What a big change! Now I have a correlation score of 0.651. I’m on a roll - won’t a big change in migrants also affect our results? We want to see only the effect of land area, not migration. Let’s get rid of all countries that had a net change of more than ten thousand migrants in the past year.

What an even bigger correlation! A score of 0.818 shows a clear correlation, and now I can write my grant application showing that my theory was correct, a larger land area does correlate to a larger population, the data shows it!
But is that what the data is really saying?
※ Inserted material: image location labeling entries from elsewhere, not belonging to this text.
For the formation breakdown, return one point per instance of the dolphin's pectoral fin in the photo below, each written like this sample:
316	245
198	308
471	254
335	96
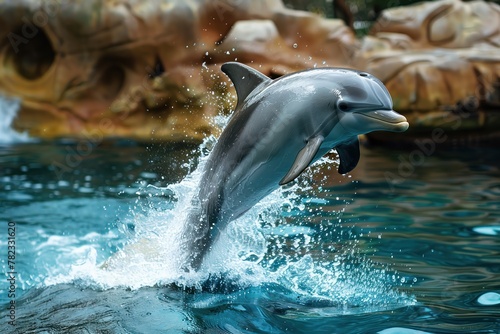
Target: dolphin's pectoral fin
304	158
349	155
244	78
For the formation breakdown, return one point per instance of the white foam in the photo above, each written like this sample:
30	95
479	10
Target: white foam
153	254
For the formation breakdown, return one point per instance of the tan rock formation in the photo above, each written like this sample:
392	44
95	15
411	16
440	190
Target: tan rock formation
148	69
441	62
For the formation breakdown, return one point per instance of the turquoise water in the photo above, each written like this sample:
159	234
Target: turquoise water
396	247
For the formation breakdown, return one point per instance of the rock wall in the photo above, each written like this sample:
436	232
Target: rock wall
151	69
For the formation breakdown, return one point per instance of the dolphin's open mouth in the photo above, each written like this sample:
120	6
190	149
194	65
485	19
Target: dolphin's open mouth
388	120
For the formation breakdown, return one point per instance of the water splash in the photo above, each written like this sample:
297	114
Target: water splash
271	244
8	111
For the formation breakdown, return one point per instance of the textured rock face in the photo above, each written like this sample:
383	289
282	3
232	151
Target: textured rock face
151	69
148	69
441	62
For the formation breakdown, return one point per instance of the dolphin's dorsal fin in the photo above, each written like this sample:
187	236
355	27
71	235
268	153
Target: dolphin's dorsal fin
244	78
349	155
303	159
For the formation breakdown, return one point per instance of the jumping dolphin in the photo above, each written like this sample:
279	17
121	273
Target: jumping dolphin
278	128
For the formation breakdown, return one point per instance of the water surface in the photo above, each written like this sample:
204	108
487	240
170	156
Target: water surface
395	247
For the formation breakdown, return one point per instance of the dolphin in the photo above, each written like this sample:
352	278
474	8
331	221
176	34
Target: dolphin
278	128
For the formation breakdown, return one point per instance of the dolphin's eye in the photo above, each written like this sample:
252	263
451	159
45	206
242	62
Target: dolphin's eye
343	106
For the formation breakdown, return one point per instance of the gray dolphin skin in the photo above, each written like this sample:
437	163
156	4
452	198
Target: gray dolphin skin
278	128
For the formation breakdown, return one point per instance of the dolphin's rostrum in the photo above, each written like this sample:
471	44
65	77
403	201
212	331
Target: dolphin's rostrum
278	128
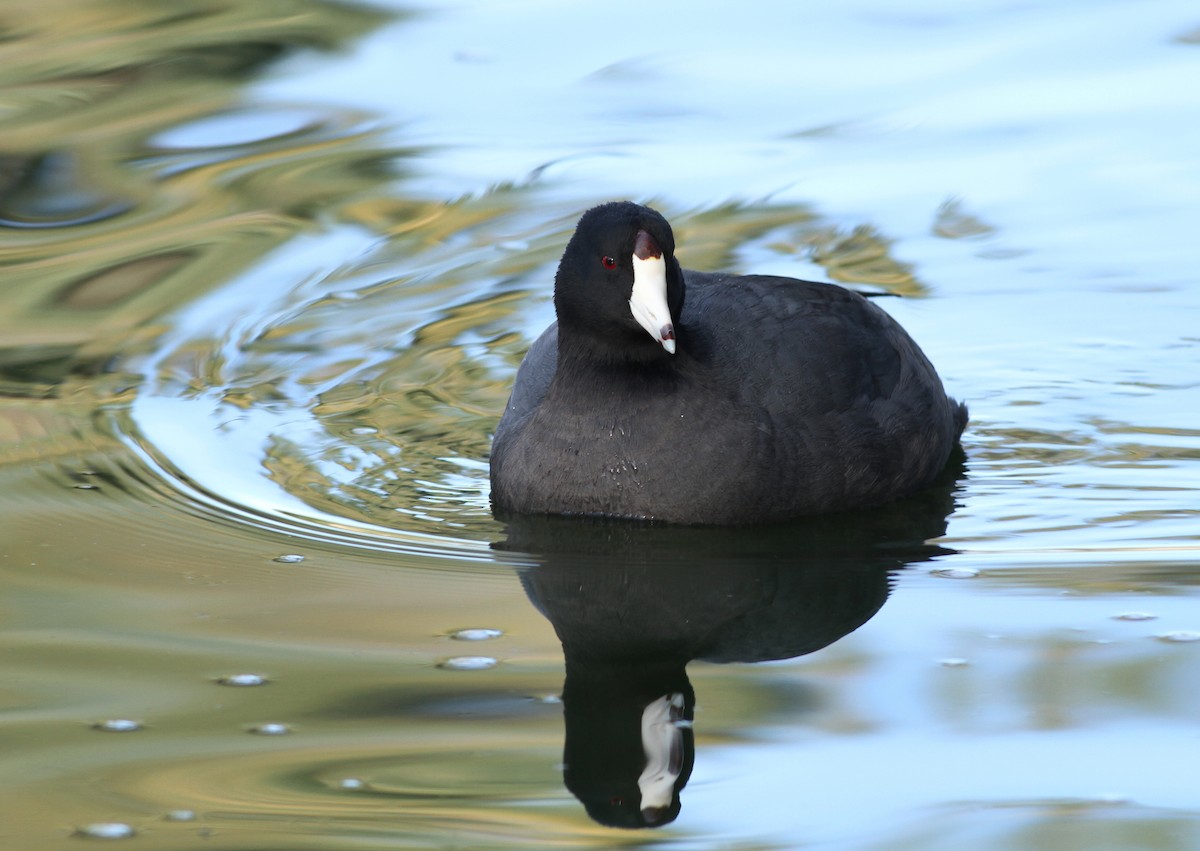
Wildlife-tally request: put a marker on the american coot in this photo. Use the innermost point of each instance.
(712, 399)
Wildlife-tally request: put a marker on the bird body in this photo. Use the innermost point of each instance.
(730, 400)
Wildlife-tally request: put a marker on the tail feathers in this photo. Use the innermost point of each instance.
(960, 417)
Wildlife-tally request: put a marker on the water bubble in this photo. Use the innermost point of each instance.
(955, 573)
(118, 725)
(107, 829)
(270, 729)
(468, 663)
(243, 679)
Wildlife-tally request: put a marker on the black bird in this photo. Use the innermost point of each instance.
(712, 399)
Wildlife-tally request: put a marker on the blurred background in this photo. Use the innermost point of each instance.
(265, 275)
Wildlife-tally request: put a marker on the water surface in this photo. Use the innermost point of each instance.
(269, 270)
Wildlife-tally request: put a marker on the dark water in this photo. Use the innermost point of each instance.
(268, 270)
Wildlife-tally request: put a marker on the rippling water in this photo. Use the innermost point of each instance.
(268, 273)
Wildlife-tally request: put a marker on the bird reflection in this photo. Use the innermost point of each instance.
(633, 604)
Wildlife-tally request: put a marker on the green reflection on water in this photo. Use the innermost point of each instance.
(123, 598)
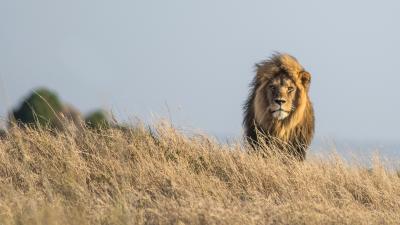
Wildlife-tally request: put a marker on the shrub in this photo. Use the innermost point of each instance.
(42, 108)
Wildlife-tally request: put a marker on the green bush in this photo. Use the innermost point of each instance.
(42, 108)
(98, 120)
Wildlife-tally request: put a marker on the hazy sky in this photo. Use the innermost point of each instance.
(197, 57)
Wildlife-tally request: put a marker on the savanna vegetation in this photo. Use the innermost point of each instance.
(158, 175)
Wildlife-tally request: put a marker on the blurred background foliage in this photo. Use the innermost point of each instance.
(42, 107)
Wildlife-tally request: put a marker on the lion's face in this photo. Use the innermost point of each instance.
(280, 94)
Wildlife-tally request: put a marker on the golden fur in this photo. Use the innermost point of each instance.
(279, 106)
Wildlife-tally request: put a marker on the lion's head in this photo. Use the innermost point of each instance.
(278, 104)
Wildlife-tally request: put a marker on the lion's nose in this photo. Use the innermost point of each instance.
(280, 101)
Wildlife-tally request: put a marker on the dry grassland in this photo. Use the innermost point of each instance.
(165, 177)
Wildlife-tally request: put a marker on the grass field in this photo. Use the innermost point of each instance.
(165, 177)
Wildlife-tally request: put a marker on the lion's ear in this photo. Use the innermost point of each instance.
(305, 78)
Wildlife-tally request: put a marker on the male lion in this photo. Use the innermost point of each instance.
(278, 109)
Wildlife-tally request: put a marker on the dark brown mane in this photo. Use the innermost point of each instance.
(297, 130)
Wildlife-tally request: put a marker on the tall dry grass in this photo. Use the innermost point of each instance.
(164, 177)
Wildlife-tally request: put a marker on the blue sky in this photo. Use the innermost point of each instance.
(197, 57)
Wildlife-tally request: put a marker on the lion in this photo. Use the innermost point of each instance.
(278, 108)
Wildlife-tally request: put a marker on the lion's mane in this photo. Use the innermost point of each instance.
(298, 128)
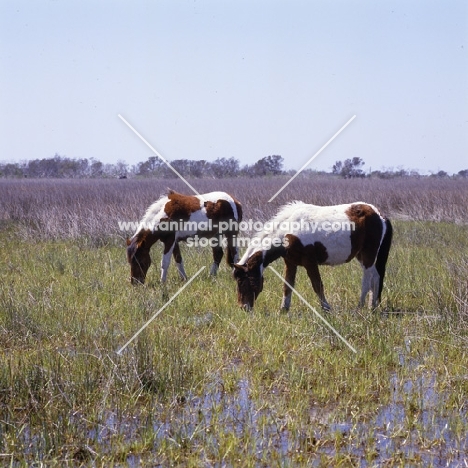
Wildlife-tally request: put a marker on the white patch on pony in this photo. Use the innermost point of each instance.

I made many questionable assumptions above that I am sure caused sociologists, historians, and a number of other professionals to cringe with embarrassment, but even if all these assumptions were correct, can I still make the sweeping claim that larger area equals larger population? The graph below plots the our final, cleaned data set on top of the original raw data - look at how much we threw out! We started off with 234 countries and ended with 83. After “controlling for all additional variables”, do we even have a representative data set left?
Using the analysis above, it is mathematically true that this correlation exists when comparing “equal” countries, but “equal” countries don’t exist in the real world - Russia is real, and there are lots countries with a lot of year-to-year change in population or a large contingent of migrants. This result may be mathematically useful, but in terms of applying it to the real world, it is important to place it in the large context of the preprocessing we have done and the limitations of our results. We can use this to influence our thoughts and actions, but it should not be taken as Gospel truth because the real world is messy and contains additional variables.